What is the Difference Between Indecent Act and Indecent Exposure?

An individual is guilty of indecent act when they willfully commit an indecent act in public, in front of other people, or in any other place with the intent to offend another person. Indecent exposure on the other hand, occurs when an individual exposes their sexual organs to a minor, for a sexual purpose. An indecent act generally occurs in public while indecent exposure can occur anywhere. Further, indecent act generally involves individuals over the age of sixteen. If an individual exposes themselves to an individual under sixteen they will be charged with indecent exposure.

In Indecent Exposure a Sexual Offence?

Yes. Indecent exposure in contained in the section of the Criminal Code that outlines all sexual offences in Canada.
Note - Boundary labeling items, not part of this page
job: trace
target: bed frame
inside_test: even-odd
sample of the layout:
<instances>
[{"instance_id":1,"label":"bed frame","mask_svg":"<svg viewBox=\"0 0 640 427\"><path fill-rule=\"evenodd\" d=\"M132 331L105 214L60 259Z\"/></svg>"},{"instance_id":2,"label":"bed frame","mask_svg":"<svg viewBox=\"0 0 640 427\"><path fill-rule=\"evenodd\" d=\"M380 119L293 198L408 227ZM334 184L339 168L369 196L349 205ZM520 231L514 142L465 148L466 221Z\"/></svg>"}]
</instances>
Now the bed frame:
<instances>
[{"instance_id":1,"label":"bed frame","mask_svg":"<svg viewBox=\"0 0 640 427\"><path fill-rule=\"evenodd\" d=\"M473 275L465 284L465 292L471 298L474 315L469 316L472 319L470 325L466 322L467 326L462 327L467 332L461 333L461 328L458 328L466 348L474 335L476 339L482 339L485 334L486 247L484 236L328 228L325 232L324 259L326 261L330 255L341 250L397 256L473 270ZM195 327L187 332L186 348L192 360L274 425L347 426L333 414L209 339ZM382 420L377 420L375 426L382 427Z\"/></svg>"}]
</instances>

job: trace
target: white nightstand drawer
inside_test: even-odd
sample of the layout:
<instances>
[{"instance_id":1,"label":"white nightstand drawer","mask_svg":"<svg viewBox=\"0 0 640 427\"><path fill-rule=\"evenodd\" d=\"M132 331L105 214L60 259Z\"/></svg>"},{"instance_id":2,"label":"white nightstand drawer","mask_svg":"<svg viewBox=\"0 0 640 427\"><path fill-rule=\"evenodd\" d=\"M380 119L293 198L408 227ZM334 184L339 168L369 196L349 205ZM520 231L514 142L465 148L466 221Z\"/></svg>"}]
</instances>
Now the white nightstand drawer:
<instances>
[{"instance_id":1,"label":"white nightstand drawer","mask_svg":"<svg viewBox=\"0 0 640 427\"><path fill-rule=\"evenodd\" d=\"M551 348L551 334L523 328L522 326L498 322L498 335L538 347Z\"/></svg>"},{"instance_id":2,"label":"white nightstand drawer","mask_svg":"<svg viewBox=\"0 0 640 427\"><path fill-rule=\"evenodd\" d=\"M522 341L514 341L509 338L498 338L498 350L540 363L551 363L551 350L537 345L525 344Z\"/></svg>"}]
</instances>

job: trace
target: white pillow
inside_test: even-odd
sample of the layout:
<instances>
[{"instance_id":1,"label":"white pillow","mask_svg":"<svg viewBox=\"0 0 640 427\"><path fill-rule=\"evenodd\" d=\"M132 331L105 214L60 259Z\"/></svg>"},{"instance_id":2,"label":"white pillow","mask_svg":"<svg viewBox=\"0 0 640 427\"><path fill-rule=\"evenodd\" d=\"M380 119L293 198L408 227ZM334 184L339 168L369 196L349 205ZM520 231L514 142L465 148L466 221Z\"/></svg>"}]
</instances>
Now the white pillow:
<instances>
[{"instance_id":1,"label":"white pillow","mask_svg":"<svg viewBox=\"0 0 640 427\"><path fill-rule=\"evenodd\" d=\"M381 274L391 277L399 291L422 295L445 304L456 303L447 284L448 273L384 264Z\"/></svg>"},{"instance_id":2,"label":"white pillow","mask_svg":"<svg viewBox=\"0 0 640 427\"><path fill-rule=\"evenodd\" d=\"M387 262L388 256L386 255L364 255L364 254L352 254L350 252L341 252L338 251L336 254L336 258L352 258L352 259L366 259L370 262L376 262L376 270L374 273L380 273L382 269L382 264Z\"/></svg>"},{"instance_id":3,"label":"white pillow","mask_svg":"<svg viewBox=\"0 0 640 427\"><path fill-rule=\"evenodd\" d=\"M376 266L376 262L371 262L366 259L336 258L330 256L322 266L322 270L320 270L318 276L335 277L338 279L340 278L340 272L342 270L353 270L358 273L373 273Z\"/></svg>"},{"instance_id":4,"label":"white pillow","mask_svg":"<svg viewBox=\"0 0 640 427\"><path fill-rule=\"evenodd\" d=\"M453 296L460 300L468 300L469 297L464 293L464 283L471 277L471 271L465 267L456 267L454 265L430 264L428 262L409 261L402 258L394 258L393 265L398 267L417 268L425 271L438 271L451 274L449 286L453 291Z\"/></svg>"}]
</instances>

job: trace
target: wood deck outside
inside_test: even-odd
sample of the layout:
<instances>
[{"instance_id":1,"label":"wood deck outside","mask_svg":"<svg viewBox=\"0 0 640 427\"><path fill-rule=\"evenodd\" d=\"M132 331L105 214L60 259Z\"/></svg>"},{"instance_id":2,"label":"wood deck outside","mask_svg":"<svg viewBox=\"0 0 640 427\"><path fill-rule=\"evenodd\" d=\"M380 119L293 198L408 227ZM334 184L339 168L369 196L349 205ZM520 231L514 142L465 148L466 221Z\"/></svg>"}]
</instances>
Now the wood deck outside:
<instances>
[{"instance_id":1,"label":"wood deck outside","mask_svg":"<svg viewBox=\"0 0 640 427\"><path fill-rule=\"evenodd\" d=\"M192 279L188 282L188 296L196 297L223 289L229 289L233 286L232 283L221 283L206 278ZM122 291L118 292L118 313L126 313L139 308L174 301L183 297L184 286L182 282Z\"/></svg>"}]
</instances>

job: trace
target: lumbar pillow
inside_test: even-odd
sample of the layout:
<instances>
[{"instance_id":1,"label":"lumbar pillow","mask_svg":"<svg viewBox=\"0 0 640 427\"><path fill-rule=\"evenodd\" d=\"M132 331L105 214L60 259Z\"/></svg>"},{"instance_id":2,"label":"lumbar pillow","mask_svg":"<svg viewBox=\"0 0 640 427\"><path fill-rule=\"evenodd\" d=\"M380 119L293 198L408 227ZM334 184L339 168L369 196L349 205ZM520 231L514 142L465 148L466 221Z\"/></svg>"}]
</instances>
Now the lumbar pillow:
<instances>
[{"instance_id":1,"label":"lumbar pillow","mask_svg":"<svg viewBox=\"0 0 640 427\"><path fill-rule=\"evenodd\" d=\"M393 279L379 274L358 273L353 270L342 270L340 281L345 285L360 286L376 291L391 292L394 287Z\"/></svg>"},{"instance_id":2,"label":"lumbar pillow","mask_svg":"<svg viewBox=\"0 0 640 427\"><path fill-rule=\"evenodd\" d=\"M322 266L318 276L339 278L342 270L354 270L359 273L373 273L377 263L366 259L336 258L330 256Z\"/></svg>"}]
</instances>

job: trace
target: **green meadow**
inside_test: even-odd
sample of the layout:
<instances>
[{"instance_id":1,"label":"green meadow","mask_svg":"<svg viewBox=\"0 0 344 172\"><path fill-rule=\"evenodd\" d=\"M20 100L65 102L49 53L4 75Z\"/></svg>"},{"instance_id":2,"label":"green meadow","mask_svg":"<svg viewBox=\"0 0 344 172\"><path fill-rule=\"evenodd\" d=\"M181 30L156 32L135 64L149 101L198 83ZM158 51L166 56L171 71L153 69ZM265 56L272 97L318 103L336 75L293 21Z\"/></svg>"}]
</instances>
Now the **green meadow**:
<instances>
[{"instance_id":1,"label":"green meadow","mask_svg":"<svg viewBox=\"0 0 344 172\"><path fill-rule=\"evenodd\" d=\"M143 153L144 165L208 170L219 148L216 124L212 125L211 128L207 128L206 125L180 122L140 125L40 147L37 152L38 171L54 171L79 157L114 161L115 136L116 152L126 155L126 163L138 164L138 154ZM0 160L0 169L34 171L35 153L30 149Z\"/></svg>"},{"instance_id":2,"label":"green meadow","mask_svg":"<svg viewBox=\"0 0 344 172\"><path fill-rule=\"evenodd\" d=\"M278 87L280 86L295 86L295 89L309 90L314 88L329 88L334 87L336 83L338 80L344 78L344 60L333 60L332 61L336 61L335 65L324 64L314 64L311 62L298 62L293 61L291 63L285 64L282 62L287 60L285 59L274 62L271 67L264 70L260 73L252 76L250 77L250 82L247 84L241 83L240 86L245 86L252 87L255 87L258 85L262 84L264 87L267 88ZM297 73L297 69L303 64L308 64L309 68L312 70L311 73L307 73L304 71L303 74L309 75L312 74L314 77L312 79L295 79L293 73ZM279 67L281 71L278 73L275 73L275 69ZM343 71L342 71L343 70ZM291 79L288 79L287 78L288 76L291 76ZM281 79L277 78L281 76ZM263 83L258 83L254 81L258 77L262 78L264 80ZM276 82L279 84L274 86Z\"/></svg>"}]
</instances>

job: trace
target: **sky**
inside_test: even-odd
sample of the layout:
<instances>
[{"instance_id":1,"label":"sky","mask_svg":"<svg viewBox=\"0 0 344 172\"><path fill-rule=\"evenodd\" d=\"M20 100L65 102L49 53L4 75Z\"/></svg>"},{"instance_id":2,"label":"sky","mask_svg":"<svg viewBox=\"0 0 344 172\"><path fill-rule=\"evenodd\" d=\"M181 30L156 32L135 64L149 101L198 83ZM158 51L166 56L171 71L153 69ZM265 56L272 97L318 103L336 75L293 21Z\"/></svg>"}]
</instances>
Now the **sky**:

Further, it is a sexual offence involving children. Those who are convicted of indecent exposure will be required to register as a sex offender on a mandatory basis.

What is a SOIRA Order?

A SOIRA order is an order issued by the Court requiring an individual to register as a sex offender under the Sex Offender Information Registration Act. The Criminal Code provides a list of designated sexual offences, that if committed, warrant a mandatory SOIRA order. The order will be issued when the accused is sentenced.

How Long Does a SOIRA Order Last?

Once a SOIRA order has been issued by the Court, it will remain effective for a period of ten years, twenty-five years or life. The length of the order will be determined by the Court and will depend on and nature and severity of the allegations and the criminal history of the accused.

How to Beat an Indecent Act Charge?

The best defence to any indecent act charge will depend on the facts of the case and the evidence in the possession of the Crown. Experienced legal counsel can assist you in developing the best defence for your set of allegations to ensure the best possible outcome.

What if I am a First Time Offender?

In Canada, it is uncommon for the Court’s to impose custodial sentences of those convicted for the first time, unless the accused has committed a serious offence. Those charged for the first time with indecent act may, in some cases, be able to resolve the matter without a custodial sentence. In many cases, offenders will be sentenced to a period of probation, a fine or community service.

Will I go to Jail for Indecent Act or Indecent Exposure?

In some cases, yes. Generally indecent exposure is considered a more serious offence than indecent act. This is because indecent exposure involves children. The sentencing ranges for both offences range from two years less a day in prison and/or a $5,000 to two years in prison. Individuals are generally more likely to be sentenced to a period of incarceration for committing indecent exposure than indecent act.